Applying the probit transformation¶
mip_flat = mip.ravel()
scaled_mip_flat = scaled_mip.ravel()
# 2D histogram of the flattened MIP and z-scores
hist, xedges, yedges = np.histogram2d(
mip_flat,
scaled_mip_flat,
bins=100,
range=[(4, 14), (4, 14)],
)
# Apply a probit transform and recalculate the histogram
mip_probit = probit_transform(mip_flat)
scaled_mip_probit = probit_transform(scaled_mip_flat)
hist_probit, xedges_probit, yedges_probit = np.histogram2d(
mip_probit,
scaled_mip_probit,
bins=100,
range=[(-6, 6), (-6, 6)],
)
fig, ax = plt.subplots(1, 2, figsize=(12, 6))
# Plot the original histogram
c1 = ax[0].imshow(
hist.T,
origin="lower",
extent=[xedges[0], xedges[-1], yedges[0], yedges[-1]],
aspect="auto",
cmap="viridis",
norm=mpl.colors.LogNorm(),
)
cbar1 = fig.colorbar(c1, ax=ax[0])
cbar1.set_label("Counts")
ax[0].set_title("2D Histogram of MIP and Z-score")
ax[0].set_xlabel("MIP")
ax[0].set_ylabel("Scaled MIP")
# Plot the probit-transformed histogram
c2 = ax[1].imshow(
hist_probit.T,
origin="lower",
extent=[xedges_probit[0], xedges_probit[-1], yedges_probit[0], yedges_probit[-1]],
aspect="auto",
cmap="viridis",
norm=mpl.colors.LogNorm(),
)
cbar2 = fig.colorbar(c2, ax=ax[1])
cbar2.set_label("Counts")
ax[1].set_title("2D Histogram of probit transformed MIP and Z-score")
ax[1].set_xlabel("pro(MIP)")
ax[1].set_ylabel("pro(z-score)")
plt.tight_layout()
plt.show()
Fitting a 2D Gaussian to probit transformed data¶
Fitted distribution has a full covariance matrix.

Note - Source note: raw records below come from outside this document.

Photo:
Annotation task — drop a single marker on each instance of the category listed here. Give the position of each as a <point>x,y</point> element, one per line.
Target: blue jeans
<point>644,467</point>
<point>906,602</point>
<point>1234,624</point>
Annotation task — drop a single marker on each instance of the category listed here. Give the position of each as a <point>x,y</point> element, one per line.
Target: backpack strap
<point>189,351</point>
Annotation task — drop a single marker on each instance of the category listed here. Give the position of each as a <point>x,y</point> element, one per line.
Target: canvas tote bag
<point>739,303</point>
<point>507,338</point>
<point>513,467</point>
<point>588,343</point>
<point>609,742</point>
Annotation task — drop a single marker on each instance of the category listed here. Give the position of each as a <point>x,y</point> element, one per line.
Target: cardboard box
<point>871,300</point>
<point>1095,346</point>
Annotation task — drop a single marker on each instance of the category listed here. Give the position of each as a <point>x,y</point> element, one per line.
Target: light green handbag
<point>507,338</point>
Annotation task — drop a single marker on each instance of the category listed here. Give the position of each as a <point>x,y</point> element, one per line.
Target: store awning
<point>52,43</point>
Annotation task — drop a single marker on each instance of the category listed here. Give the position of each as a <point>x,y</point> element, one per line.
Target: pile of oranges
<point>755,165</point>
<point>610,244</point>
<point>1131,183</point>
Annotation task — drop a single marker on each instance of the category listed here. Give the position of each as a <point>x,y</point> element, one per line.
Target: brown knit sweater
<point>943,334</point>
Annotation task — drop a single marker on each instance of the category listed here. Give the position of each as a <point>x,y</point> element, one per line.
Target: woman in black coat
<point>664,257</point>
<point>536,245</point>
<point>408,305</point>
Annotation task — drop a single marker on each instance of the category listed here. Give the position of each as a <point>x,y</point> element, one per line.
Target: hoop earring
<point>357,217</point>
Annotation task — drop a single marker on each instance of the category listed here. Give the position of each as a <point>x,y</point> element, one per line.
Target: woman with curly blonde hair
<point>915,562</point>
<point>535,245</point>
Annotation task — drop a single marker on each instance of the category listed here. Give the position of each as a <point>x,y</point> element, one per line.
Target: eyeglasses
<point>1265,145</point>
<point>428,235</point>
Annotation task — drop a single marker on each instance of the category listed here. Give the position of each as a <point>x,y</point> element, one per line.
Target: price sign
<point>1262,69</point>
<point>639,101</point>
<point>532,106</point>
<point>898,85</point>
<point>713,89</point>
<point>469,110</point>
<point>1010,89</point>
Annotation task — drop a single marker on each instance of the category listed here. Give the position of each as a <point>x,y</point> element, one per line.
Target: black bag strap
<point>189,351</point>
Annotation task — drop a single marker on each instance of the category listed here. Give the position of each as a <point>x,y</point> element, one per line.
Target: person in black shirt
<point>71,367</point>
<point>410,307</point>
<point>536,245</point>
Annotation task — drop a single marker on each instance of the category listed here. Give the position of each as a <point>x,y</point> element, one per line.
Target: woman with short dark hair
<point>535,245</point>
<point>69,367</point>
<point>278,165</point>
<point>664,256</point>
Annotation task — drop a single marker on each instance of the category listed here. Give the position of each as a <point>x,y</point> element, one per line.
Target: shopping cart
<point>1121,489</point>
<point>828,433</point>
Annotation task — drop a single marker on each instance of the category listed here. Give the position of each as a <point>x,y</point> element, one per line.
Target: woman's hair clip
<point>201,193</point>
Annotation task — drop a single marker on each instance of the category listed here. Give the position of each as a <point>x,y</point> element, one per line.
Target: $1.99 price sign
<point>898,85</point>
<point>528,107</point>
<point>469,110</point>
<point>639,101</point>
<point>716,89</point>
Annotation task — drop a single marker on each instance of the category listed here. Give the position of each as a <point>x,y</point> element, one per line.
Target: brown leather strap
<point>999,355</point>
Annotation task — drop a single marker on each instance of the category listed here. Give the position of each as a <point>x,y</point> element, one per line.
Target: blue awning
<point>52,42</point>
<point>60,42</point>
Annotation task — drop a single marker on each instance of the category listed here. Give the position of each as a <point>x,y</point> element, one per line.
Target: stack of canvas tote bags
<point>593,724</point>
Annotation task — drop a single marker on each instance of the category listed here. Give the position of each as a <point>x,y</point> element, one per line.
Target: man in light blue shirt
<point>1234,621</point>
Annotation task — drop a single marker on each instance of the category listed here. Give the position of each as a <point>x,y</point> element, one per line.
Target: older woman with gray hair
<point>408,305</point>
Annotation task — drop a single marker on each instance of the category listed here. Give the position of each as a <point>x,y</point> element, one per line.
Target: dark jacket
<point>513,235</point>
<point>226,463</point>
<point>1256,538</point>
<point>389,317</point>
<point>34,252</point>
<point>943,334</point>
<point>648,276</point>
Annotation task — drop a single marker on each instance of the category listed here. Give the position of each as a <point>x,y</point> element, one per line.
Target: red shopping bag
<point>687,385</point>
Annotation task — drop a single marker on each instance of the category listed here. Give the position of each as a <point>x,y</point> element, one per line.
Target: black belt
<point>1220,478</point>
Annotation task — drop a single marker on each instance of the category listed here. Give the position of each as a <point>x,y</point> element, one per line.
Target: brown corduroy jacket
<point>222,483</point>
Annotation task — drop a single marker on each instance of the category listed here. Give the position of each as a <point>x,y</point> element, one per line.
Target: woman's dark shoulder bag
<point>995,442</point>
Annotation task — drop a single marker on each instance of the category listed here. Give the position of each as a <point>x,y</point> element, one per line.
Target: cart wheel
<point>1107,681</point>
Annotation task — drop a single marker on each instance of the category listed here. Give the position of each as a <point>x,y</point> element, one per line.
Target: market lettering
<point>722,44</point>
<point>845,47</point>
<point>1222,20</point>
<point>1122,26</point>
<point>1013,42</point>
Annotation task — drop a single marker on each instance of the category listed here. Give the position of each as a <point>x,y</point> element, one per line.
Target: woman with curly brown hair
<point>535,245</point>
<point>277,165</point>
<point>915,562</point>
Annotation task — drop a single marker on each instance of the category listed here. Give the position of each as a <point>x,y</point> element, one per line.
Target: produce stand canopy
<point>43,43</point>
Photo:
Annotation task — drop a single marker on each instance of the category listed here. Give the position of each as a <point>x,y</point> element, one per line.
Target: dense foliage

x = (xedges_probit[:-1] + xedges_probit[1:]) / 2
y = (yedges_probit[:-1] + yedges_probit[1:]) / 2
result = fit_full_cov_gaussian_2d(
data=hist_probit,
x_dim=x,
y_dim=y,
)
result
Fit Result
Model: Model(gaussian_pdf_2d)
fitting method | leastsq |
# function evals | 65 |
# data points | 10000 |
# variables | 6 |
chi-square | 5.0672e+09 |
reduced chi-square | 507023.580 |
Akaike info crit. | 131369.126 |
Bayesian info crit. | 131412.388 |
R-squared | 0.98158987 |
name | value | standard error | relative error | initial value | min | max | vary |
---|---|---|---|---|---|---|---|
amplitude | 184579.736 | 347.142509 | (0.19%) | 44988.0 | 0.00000000 | inf | True |
mu_x | 0.03332879 | 0.00189181 | (5.68%) | -9.769962616701378e-17 | -inf | inf | True |
mu_y | 0.07231366 | 0.00188661 | (2.61%) | -9.769962616701378e-17 | -inf | inf | True |
sigma_x | 1.00589462 | 0.00189185 | (0.19%) | 1.0 | 0.00000000 | inf | True |
sigma_y | 1.00314087 | 0.00188666 | (0.19%) | 1.0 | 0.00000000 | inf | True |
rho | 0.75922226 | 0.00112660 | (0.15%) | 0.0 | -1.00000000 | 1.00000000 | True |
Parameter1 | Parameter 2 | Correlation |
---|---|---|
mu_x | mu_y | +0.7592 |
sigma_x | sigma_y | +0.5764 |
sigma_y | rho | +0.5369 |
sigma_x | rho | +0.5369 |
amplitude | sigma_y | +0.5000 |
amplitude | sigma_x | +0.5000 |
# Create a 2D Gaussian random variable from the bes-fit parameters
params_opt = result.best_values
amplitude = params_opt.pop("amplitude")
norm_opt = _params_to_multivariate_normal(**params_opt)
Plot of the p-value fit¶
# Plot the 2D Gaussian over the histogram
fig, ax = plt.subplots(figsize=(8, 8))
c = ax.imshow(
hist_probit.T,
origin="lower",
extent=[xedges_probit[0], xedges_probit[-1], yedges_probit[0], yedges_probit[-1]],
aspect="auto",
cmap="viridis",
norm=mpl.colors.LogNorm(),
)
cbar = fig.colorbar(c, ax=ax)
cbar.set_label("Counts")
z = norm_opt.pdf(np.dstack(np.meshgrid(x, y)).reshape(-1, 2))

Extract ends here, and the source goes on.